No essencial, são instrumentos de racionamento administrativo, não de economia comportamental, e podem gerar “rat races” e diversas desigualdades, discriminações e gozo de privilégios indevidos: quem tem literacia, idade, saúde, tempo e capital, humano ou financeiro, captura primeiro.

Contra as vantagens da maior rapidez na execução e menor despesa em custos administrativos, e tendencial propaganda política existem riscos de regressividade, free-riding, de ricochete (“rebound”), suboptimização tecnológica, exclusão digital, distorções de equidade, o que compromete a justiça distributiva e a eficácia ambiental dos programas.

Isto é, políticas baseadas na mera velocidade de candidatura contribuem para a ineficácia e ineficiência da prossecução dos seus objetivos, com a agravante de aumentarem a desigualdade e pobreza e erodirem o interesse público e a confiança social neste programas.

Ora, quem nos diz, na próxima fase ou novo programa, que o meu tempo e dinheiro investido não vai ser em vão? Como ter a certeza, previsibilidade e segurança de que a minha elegibilidade para o programa será cumprida pelo Estado??

Neste tipo de políticas que incentivam esquemas de “competição cívica por bens públicos”, os quais são, por definição e objeto, igualmente comuns e universais, a rapidez torna-se um critério de mérito, substituindo necessidade ou eficiência marginal.
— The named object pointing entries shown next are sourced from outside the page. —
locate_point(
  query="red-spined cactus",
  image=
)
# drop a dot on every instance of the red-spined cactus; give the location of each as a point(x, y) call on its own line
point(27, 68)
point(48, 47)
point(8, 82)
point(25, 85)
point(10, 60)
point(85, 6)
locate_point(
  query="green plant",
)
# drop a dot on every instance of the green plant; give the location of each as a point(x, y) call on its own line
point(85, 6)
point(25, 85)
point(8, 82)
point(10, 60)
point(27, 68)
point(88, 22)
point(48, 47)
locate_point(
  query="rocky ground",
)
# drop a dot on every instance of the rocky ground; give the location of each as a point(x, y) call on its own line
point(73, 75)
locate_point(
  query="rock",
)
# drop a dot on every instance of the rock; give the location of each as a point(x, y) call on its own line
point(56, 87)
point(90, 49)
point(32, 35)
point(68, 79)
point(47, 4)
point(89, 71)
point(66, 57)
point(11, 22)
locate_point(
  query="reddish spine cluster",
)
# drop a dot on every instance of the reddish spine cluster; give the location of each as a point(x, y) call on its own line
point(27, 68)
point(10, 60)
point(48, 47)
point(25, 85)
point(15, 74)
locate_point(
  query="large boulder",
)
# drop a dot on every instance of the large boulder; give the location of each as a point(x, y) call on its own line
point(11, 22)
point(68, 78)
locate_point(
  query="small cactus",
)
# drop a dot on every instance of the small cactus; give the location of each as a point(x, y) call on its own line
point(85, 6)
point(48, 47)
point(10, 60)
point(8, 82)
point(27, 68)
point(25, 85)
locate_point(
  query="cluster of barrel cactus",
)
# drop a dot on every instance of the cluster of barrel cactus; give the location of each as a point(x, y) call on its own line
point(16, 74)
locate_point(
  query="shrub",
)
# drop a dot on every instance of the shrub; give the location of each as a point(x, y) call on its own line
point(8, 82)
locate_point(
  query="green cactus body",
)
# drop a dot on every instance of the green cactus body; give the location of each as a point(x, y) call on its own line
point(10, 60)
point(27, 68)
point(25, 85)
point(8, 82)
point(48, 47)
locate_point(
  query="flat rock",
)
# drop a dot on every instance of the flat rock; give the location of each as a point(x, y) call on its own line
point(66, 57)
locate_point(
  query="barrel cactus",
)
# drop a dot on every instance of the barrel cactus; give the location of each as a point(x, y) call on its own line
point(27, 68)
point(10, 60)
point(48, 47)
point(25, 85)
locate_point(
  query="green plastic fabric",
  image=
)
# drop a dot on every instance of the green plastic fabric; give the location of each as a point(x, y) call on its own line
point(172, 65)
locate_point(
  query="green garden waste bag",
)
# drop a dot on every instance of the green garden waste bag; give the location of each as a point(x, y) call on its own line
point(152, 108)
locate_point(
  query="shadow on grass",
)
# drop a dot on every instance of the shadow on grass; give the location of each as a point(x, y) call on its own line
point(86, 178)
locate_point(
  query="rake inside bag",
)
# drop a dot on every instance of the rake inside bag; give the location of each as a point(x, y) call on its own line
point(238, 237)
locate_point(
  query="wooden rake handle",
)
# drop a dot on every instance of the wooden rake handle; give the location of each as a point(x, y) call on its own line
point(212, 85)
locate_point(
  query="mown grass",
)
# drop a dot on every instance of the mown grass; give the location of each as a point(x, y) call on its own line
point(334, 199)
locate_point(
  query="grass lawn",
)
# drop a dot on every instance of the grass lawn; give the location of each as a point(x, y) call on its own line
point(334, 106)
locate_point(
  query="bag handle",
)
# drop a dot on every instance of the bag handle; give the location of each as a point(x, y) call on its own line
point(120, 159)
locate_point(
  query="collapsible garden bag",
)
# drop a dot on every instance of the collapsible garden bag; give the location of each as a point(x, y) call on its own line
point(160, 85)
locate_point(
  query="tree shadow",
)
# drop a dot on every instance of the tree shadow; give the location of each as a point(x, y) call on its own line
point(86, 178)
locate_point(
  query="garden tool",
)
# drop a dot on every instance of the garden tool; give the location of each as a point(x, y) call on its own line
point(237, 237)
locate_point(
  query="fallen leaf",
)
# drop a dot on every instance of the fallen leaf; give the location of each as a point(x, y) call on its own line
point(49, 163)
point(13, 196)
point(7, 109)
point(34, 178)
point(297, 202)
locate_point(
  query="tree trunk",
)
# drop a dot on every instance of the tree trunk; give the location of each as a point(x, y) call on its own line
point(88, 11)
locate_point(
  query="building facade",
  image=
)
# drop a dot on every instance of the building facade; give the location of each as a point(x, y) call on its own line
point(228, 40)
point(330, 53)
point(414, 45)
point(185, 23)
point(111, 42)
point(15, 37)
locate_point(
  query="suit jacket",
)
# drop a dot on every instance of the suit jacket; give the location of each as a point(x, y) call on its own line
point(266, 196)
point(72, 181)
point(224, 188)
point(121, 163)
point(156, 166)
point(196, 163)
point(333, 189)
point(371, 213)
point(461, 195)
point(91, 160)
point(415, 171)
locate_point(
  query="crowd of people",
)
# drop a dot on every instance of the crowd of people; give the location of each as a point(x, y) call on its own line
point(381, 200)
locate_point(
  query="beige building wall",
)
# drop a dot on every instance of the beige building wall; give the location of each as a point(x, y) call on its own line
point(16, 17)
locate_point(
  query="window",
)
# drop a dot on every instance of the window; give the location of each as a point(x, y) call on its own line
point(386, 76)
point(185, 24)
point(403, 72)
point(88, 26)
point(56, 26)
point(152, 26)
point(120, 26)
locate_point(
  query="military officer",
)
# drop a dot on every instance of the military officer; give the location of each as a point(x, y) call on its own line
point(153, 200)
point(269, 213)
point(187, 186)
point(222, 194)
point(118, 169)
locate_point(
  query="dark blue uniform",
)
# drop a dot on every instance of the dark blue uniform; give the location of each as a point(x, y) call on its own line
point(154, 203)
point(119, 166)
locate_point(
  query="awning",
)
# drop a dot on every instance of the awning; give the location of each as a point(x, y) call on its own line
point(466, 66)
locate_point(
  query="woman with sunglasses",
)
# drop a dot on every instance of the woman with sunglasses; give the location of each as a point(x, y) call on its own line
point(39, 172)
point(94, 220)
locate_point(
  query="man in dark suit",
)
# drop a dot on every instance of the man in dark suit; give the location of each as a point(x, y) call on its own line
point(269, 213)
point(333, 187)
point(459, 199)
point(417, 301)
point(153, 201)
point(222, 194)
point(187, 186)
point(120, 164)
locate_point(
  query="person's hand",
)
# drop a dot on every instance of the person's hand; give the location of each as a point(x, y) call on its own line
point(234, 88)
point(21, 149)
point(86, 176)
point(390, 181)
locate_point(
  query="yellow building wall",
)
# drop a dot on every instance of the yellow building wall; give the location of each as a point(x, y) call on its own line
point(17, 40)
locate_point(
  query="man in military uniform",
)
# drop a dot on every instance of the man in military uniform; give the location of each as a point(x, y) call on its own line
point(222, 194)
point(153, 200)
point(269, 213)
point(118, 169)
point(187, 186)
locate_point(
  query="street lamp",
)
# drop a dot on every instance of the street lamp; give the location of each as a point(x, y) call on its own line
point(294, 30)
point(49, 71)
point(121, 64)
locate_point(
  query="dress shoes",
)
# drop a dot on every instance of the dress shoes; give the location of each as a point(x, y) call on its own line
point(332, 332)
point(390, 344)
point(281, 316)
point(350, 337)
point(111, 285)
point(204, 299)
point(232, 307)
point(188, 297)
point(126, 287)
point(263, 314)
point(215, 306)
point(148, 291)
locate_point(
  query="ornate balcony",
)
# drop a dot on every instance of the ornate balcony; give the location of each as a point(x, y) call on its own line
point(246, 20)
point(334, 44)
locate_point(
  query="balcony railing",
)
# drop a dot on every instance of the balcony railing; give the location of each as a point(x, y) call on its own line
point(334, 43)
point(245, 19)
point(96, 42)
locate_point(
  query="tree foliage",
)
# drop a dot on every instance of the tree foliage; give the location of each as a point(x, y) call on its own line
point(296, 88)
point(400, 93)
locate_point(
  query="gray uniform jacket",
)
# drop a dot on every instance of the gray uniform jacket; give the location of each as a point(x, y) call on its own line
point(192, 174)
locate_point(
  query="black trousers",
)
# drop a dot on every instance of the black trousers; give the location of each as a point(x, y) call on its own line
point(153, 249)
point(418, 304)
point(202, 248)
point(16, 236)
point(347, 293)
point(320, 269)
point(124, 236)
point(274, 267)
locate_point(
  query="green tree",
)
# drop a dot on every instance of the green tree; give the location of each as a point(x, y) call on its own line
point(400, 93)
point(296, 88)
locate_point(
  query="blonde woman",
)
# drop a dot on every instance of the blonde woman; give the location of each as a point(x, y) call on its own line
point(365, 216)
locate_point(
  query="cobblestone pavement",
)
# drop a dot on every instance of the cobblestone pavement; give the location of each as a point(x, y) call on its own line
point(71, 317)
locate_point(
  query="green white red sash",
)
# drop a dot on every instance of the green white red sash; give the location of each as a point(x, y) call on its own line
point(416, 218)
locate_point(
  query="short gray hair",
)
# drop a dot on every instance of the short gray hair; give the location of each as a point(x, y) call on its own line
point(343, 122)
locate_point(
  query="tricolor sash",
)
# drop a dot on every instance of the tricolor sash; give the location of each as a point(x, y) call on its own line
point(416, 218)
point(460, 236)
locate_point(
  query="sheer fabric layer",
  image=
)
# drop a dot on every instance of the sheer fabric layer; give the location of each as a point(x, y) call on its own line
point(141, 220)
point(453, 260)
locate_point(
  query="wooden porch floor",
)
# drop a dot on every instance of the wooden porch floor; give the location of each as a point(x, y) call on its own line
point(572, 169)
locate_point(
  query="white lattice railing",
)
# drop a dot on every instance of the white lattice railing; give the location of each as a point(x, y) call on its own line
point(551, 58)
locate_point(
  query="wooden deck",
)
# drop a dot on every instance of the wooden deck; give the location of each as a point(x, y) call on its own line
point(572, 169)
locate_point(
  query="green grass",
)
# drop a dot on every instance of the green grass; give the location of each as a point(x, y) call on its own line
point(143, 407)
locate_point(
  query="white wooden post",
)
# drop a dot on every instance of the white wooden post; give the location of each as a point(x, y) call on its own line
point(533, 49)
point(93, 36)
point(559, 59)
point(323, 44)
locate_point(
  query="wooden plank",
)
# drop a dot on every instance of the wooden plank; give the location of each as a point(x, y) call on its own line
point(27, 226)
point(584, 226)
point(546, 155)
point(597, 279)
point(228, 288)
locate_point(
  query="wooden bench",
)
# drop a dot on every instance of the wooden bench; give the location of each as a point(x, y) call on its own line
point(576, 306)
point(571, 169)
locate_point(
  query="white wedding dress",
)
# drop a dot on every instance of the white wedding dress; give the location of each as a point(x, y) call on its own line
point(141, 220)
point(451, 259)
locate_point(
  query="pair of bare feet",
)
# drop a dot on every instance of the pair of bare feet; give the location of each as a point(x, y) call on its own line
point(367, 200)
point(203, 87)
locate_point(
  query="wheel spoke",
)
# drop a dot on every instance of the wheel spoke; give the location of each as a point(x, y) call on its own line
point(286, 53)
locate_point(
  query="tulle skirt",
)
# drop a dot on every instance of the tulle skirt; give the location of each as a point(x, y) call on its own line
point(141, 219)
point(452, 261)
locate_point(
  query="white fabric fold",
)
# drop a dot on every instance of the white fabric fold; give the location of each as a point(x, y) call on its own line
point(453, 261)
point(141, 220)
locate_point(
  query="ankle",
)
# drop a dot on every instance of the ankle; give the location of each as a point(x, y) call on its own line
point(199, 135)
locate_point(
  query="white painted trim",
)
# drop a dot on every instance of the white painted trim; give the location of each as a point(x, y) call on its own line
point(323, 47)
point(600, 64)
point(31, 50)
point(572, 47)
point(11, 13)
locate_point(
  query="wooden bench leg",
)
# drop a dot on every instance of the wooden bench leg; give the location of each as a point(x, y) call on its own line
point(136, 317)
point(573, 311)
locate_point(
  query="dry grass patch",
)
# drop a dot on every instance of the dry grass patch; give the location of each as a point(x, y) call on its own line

Assim, não há verdadeiramente nudge, mas, simplesmente, corrida ao subsídio, com falhas de equidade e eficácia distributiva.

A economia e a gestão de políticas públicas assinalam, contudo, alternativas: escalões por rendimento, leilões reversos, bónus por desempenho medido, janelas de candidatura mais longas, elegibilidades automáticas, mix entre subsídio, transparência e informação, métricas de justiça distributiva e de impacto, dashboards de execução em tempo real, exigências de políticas de prevenção da corrupção e conflitos de interesse públicas, entre outras.

Além da literatura científica, este tipo de políticas que privilegiam os primeiros entre iguais, são também alvo de críticas por parte de instituições de controlo financeiro, como o Tribunal de Contas Europeu, que o associa a decisões ineficientes e socialmente regressivas, por não priorizarem projetos com maior ganho energético ou valor social e prioritizarem rapidez sobre necessidade (ver relatório aqui).

Concluindo, os programas de financiamento público que sejam universais não podem ser desenhados e implementados para os primeiros candidatos, discriminando os demais cidadãos igualmente elegíveis, sob pena de serem capturados por privilegiados da informação, conhecimento, capital ou do setor.

Estes programas devem ser devidamente planeados, inclusivos e diagnosticados, em especial no domínio da sua implementação, máxime, acesso, compreensão, assistência, submissão de candidatura, transparência de critérios e decisões.

Estas lições ajudam a mitigar os riscos de desigualdade, de menor eficácia social e de desperdício de oportunidades de impacto, e ajudam a configurar a política para uma operacionalização mais justa, eficaz, eficiente e confiável, e menos capturada por particulares e instrumentalizada por políticos.

Portugal tem capital político e humano para fazer melhor. Que se planeiem subvenções e políticas públicas de energia, ambiente e sustentabilidade de forma que todos os que delas necessitam ou a quem elas se destinam possam realmente beneficiar. Um país rico em recursos naturais, como o nosso, não merece menos.